One hundred years earlier, the Treaty of Versailles was signed, ending World War I but in terms that many say made World War II all but inevitable; the Black Sox scandal took place; the great Spanish flu pandemic, estimated to have killed as much as 5 percent of the world's population, ended; the 18th Amendment was adopted, ushering in the debacle of Prohibition; the League of Nations was created; and the Chicago race riots took place.

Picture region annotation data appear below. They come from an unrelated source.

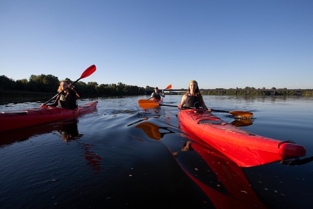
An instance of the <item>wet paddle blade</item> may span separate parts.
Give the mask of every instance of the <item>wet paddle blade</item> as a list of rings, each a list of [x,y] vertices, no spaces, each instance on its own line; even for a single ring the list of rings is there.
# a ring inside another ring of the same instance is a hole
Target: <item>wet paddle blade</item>
[[[172,84],[170,84],[168,86],[168,87],[164,90],[166,89],[172,89]]]
[[[96,71],[96,65],[92,65],[88,68],[87,68],[84,73],[80,76],[80,79],[82,79],[82,78],[86,78],[92,75],[94,71]]]
[[[230,113],[238,118],[250,118],[253,113],[245,111],[230,111]]]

Fifty years earlier, humanity first set foot on the moon; the Beatles walked across Abbey Road and broke up after making "Let It Be" (although the group didn't announce it until 1970); the Chicago Cubs broke fans' hearts with a historic collapse down the stretch of a pennant battle with the Miracle Mets; the Woodstock Music Festival took place in upstate New York; the Vietnam War "Moratorium" galvanized college campuses across the country; Mary Jo Kopechne died in Edward M. Kennedy's car after he drove it off a bridge at Chappaquiddick Island; Joe Namath and the upstart AFL New York Jets upset the Baltimore Colts in Super Bowl III; the Saturday Evening Post ceased weekly publication; AIDS claimed its first fatality, although the disease wasn't identified until more than a decade later; the first episodes of the Brady Bunch and Monty Python's Flying Circus aired; the Chicago Eight trial took place; and Vice President Spiro Agnew branded critics of President Richard Nixon as "an effete corps of impudent snobs."

To the older ones among us, those events from 1969 are as fresh as if they'd happened a decade ago.

When we same older ones were kids, the Great Depression and World War II seemed like history lessons from the distant past.

Yet, they were closer than 1969 is today.